Erster Artikel. Es war ganz zukömmlich, daß Christus die Taufe empfing.
a) Es war dies gar nicht zukömmlich. Denn: I. Getauft werden, will sagen: Abgewaschen werden. In Christo aber war keine Unreinheit. II. Christus hat, um dem Gesetze zu genügen, die Beschneidung empfangen. Die Taufe aber gehörte nicht zum Gesetze. III. Das Erstbewegende im Bereiche jeder Art von Bewegung ist unbeweglich; und ebenso das Erstverändernde im Bereiche jeder Veränderung. Christus aber war der Ersttaufende, nach Joh. 1.: „Jener, über den du den Geist herabsteigen sehen wirst und bleiben, Er ist es, der tauft.“ Also hätte Christus nicht getauft werden sollen. Auf der anderen Seite steht die Schrift Matth. 3, 13.

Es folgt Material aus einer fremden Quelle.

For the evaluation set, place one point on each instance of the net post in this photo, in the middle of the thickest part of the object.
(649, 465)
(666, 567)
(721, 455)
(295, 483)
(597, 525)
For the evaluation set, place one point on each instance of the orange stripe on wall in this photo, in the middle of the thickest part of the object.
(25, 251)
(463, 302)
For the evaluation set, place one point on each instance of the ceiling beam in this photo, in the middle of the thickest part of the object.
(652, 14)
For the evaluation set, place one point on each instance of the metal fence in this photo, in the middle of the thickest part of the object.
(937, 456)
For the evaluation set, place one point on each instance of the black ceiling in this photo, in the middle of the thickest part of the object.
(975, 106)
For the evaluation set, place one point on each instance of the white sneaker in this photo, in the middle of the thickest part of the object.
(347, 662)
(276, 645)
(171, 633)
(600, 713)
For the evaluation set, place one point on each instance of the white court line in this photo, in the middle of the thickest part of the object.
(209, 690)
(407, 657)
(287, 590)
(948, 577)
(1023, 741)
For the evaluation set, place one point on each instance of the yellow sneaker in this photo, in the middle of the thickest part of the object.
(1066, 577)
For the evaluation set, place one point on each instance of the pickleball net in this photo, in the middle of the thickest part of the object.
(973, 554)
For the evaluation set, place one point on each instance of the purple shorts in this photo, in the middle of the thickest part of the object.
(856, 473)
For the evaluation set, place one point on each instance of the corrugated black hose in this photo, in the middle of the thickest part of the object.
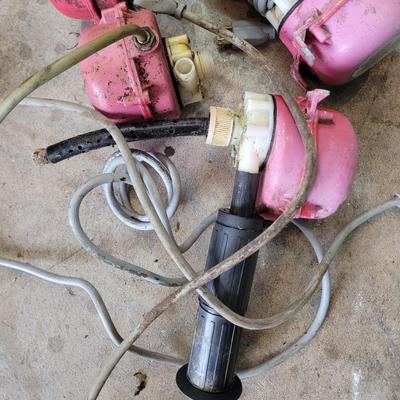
(132, 132)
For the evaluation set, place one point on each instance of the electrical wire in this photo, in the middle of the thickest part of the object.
(122, 208)
(243, 373)
(115, 337)
(174, 297)
(156, 217)
(98, 139)
(38, 79)
(177, 295)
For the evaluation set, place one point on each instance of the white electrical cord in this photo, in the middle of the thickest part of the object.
(160, 222)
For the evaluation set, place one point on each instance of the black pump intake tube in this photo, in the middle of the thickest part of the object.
(210, 373)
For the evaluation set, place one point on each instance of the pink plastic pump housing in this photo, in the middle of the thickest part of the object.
(340, 39)
(336, 164)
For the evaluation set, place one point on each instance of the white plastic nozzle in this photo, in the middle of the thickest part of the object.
(221, 126)
(204, 64)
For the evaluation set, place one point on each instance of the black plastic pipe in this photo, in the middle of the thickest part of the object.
(132, 132)
(211, 372)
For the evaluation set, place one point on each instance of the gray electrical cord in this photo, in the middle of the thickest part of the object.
(139, 170)
(156, 217)
(115, 337)
(122, 208)
(156, 213)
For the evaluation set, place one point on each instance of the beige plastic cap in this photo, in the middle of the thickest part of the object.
(220, 129)
(204, 64)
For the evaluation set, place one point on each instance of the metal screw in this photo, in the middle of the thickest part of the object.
(144, 40)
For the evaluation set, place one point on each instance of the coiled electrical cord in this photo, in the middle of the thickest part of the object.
(116, 338)
(14, 97)
(122, 208)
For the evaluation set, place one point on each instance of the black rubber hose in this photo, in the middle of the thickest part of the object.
(101, 138)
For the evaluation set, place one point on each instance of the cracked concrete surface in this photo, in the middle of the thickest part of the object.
(51, 341)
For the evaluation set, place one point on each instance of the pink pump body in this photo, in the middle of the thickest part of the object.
(124, 82)
(340, 39)
(83, 9)
(336, 165)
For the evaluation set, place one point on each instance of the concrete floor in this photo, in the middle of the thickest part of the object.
(51, 341)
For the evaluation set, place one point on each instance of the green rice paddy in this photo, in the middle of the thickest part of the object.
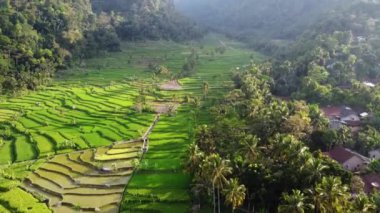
(67, 146)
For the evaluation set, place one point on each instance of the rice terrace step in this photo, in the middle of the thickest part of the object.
(89, 180)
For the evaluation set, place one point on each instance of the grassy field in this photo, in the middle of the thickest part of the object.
(93, 105)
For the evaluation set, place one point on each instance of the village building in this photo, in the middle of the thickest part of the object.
(340, 116)
(371, 183)
(374, 154)
(369, 84)
(349, 159)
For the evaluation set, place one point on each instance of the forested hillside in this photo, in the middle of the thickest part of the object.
(150, 20)
(262, 24)
(37, 37)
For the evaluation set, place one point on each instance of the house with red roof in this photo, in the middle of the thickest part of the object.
(349, 159)
(339, 115)
(371, 183)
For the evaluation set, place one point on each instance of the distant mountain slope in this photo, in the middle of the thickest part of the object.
(246, 18)
(151, 19)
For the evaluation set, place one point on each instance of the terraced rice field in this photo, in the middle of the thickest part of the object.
(79, 128)
(91, 180)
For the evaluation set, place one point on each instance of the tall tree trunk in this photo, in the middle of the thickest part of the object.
(218, 201)
(213, 197)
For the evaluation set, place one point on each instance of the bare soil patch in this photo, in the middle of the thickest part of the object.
(171, 85)
(165, 107)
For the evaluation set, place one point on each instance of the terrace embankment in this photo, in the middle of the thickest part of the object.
(92, 180)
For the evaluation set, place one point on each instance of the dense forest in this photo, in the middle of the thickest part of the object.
(247, 103)
(260, 24)
(38, 37)
(264, 146)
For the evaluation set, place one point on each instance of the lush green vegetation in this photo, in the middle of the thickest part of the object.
(101, 112)
(38, 37)
(94, 106)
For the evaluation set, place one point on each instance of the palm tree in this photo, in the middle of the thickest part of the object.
(249, 149)
(216, 169)
(363, 204)
(294, 203)
(235, 193)
(330, 195)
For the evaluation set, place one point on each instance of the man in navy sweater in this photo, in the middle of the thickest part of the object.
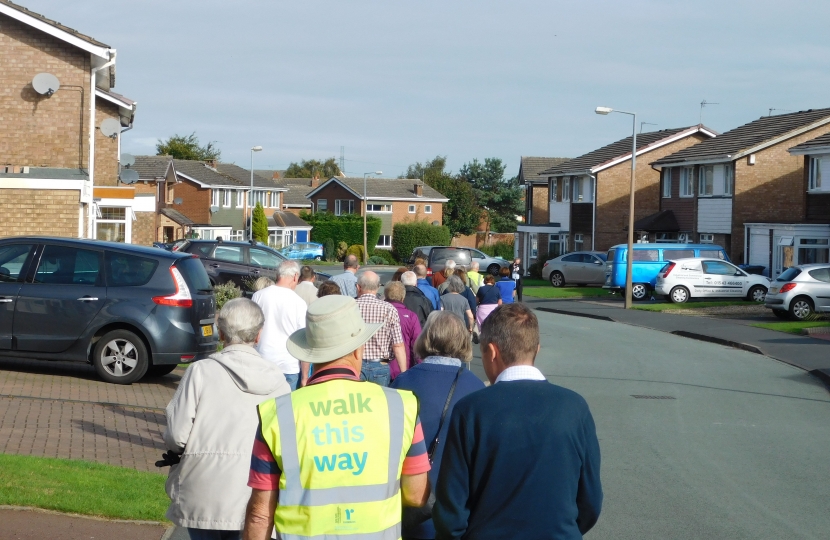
(521, 458)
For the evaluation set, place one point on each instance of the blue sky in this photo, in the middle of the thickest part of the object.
(399, 82)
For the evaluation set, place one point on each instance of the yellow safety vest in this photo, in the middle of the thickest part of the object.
(340, 446)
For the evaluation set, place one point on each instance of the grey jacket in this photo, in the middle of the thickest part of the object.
(213, 417)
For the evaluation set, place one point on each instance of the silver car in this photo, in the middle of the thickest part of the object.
(577, 268)
(800, 291)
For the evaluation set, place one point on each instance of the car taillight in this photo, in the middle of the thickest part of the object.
(181, 298)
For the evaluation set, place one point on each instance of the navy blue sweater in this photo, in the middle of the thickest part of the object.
(431, 383)
(521, 460)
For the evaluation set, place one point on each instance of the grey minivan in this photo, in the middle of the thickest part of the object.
(128, 310)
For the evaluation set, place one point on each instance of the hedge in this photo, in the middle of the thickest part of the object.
(407, 236)
(347, 228)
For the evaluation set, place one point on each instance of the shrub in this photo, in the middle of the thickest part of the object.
(407, 236)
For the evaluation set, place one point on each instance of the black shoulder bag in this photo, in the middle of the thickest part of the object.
(413, 516)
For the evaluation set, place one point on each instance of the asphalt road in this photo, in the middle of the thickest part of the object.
(738, 451)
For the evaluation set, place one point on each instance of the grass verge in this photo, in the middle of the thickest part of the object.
(564, 292)
(82, 487)
(793, 327)
(690, 305)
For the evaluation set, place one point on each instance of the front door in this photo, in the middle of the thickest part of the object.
(68, 291)
(13, 260)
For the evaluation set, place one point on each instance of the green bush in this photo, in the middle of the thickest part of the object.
(407, 236)
(499, 249)
(347, 228)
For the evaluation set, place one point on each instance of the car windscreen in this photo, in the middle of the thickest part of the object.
(789, 274)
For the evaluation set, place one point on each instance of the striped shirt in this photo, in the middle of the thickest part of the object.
(265, 473)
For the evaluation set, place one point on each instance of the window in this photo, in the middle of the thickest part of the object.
(343, 206)
(667, 183)
(385, 241)
(686, 186)
(124, 270)
(63, 265)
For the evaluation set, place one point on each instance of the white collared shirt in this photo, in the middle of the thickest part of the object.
(520, 373)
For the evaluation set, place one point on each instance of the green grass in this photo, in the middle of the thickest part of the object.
(690, 305)
(793, 327)
(564, 292)
(82, 487)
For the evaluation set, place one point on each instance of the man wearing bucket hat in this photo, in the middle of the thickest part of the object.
(338, 456)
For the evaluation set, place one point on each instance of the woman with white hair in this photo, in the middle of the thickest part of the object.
(210, 424)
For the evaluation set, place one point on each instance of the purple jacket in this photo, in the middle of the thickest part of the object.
(411, 329)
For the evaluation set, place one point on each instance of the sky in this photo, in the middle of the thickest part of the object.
(395, 82)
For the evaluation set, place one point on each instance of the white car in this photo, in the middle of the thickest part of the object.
(682, 279)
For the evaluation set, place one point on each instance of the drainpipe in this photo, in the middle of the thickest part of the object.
(91, 169)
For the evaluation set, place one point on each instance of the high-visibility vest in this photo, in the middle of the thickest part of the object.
(340, 446)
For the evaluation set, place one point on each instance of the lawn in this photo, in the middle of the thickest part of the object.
(792, 327)
(82, 487)
(564, 292)
(690, 305)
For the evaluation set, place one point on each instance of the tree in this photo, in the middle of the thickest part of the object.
(187, 147)
(308, 168)
(501, 197)
(260, 224)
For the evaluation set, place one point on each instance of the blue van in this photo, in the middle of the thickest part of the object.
(648, 260)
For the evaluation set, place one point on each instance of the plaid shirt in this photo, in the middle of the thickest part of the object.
(376, 311)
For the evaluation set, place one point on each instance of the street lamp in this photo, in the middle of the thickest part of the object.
(630, 254)
(251, 193)
(365, 210)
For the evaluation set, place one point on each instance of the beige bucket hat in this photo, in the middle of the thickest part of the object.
(334, 328)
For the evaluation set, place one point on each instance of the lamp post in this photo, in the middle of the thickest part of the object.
(630, 254)
(365, 211)
(251, 193)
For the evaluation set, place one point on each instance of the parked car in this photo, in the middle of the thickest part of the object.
(486, 263)
(800, 291)
(648, 261)
(128, 310)
(682, 279)
(578, 268)
(303, 251)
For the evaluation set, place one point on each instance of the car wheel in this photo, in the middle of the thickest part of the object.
(801, 308)
(757, 293)
(161, 371)
(679, 295)
(120, 357)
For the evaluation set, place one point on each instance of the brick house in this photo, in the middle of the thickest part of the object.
(746, 175)
(59, 172)
(393, 200)
(589, 195)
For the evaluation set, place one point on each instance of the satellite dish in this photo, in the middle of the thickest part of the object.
(111, 127)
(45, 84)
(129, 176)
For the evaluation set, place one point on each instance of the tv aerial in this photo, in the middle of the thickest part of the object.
(45, 84)
(110, 128)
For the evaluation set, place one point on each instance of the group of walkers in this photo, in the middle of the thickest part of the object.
(282, 433)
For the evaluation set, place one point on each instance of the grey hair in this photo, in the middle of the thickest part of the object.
(454, 284)
(394, 291)
(444, 334)
(409, 278)
(368, 281)
(288, 269)
(240, 320)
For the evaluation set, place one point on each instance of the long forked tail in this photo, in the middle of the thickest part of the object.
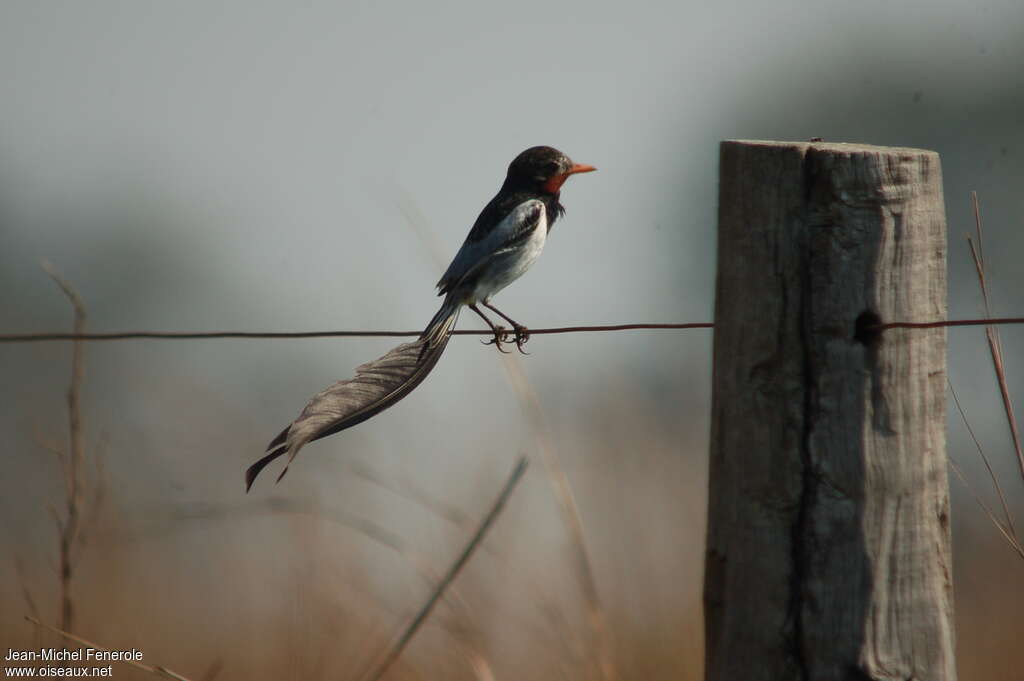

b) Ich antworte; es sei zukömmlich gewesen, daß Christus getauft ward: Denn 1. „wollte der Herr“, nach Ambrosius (sup. Luc. 3. factzum est) „getauft werden, nicht um gereinigt zu sein, sondern Er wollte reinigen die Wasser, damit sie, abgewaschen durch das Fleisch Christi, der die Sünde nicht kannte, die Kraft hätten, in der Taufe zu reinigen, und damit Er so geheiligte Wasser zurückließe für die zu taufenden“ (Chrysost. in op. imp. hom. 4.). 2. „Er war wohl selbst nicht Sünder,“ so Chrysostomus (l. c.), „aber Er hatte angenommen die sündige Natur, die Ähnlichkeit mit dem Fleische der Sünde; obgleich Er selbst also der Taufe nicht bedürfte, hatte derselben doch in den anderen die fleischliche Natur notwendig.“ „Er ist getauft worden,“ so ähnlich Gregor von Nazianz (orat. 39.), „damit Er den ganzen alten Adam im Wasser untertauche.“ 3. Wollte Er getauft werden (nach August. 29. serm. de Temp.), „weil zuerst Er das thun wollte, was zu thun Er uns allen vorschrieb.“ Und dies meint der Herr, wenn Er sagt (Matth. 3.): „So geziemt es sich, daß wir alle Gerechtigkeit erfüllen.“ Denn „das ist die Gerechtigkeit“, wie Ambrosius schreibt (l. c.), „daß du zuerst das thust, was du willst daß ein anderer es thue, damit du durch dein Beispiel ermahnest.“
c) I. Nicht damit Er abgewaschen werde, sondern damit Er abwasche, ward Christus getauft. II. Christus mußte nicht nur erfüllen das Alte Gesetz, sondern auch anfangen das Neue. Deshalb wollte Er nicht nur beschnitten, sondern auch getauft werden. III. Christus ist der Erste im Taufen dem Geiste nach; und so ward Er nicht getauft.